Some people still picture scientists dressed in lab coats, madly scribbling mathematical formulas on a chalkboard, or as swashbuckling Indiana Jones-types beating up on bad guys and cracking wise. But nothing could be further than the truth.

Such is the case for the winners of the Association for Computing Machinery’s prestigious Gordon Bell Prize in 2015. Their achievement: the most realistic simulation of the earth’s interior dynamics.

Thanks to their work, which included the development of advanced numerical algorithms to run on massively parallel systems—the IBM Sequoia BlueGene*/Q (BG/Q), located at the Lawrence Livermore National Laboratory in this case—and a rethinking of the end-to-end computational frameworks of such systems, they now have a better understanding of plate tectonics in relation to earthquakes and volcanic activity.

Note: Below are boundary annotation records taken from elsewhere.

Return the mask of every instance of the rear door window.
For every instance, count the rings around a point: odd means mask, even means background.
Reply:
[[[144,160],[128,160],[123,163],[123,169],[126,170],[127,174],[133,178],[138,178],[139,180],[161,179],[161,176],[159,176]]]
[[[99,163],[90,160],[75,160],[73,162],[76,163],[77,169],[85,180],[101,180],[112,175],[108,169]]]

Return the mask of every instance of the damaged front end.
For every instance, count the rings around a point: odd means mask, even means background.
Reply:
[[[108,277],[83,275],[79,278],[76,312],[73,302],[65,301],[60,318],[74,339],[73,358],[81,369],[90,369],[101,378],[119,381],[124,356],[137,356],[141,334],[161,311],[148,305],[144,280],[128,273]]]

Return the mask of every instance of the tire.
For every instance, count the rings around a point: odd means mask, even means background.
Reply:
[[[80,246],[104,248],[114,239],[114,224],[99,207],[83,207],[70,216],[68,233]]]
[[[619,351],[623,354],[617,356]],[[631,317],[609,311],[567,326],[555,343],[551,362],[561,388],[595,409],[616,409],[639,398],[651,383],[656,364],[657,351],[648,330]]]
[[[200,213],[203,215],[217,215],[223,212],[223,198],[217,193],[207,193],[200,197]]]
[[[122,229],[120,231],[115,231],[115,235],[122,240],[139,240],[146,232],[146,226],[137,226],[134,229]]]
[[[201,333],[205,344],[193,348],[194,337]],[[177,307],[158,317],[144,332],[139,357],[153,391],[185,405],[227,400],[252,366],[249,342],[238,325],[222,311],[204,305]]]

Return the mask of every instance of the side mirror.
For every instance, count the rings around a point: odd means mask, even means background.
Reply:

“Today, one of the interesting aspects of this work is demonstrating that these machines can be used efficiently for large, tightly coupled problems and that one can optimize codes to actually get good performance.”
—Georg Stadler, associate professor, Courant Institute of Mathematical Sciences, New York University

The team’s collaborative and discipline-diverse effort resulted in innovative algorithms that led the team’s code to reach a world-record 97 percent parallel efficiency in scaling the solver to 1.6 million cores. A few of the great minds behind this achievement are Michael Gurnis, director, Seismological Laboratory, California Institute of Technology; Georg Stadler, associate professor, Courant Institute of Mathematical Sciences, New York University; and Cristiano Malossi, research staff member, Foundations of Cognitive Solutions Group, IBM Research–Zurich.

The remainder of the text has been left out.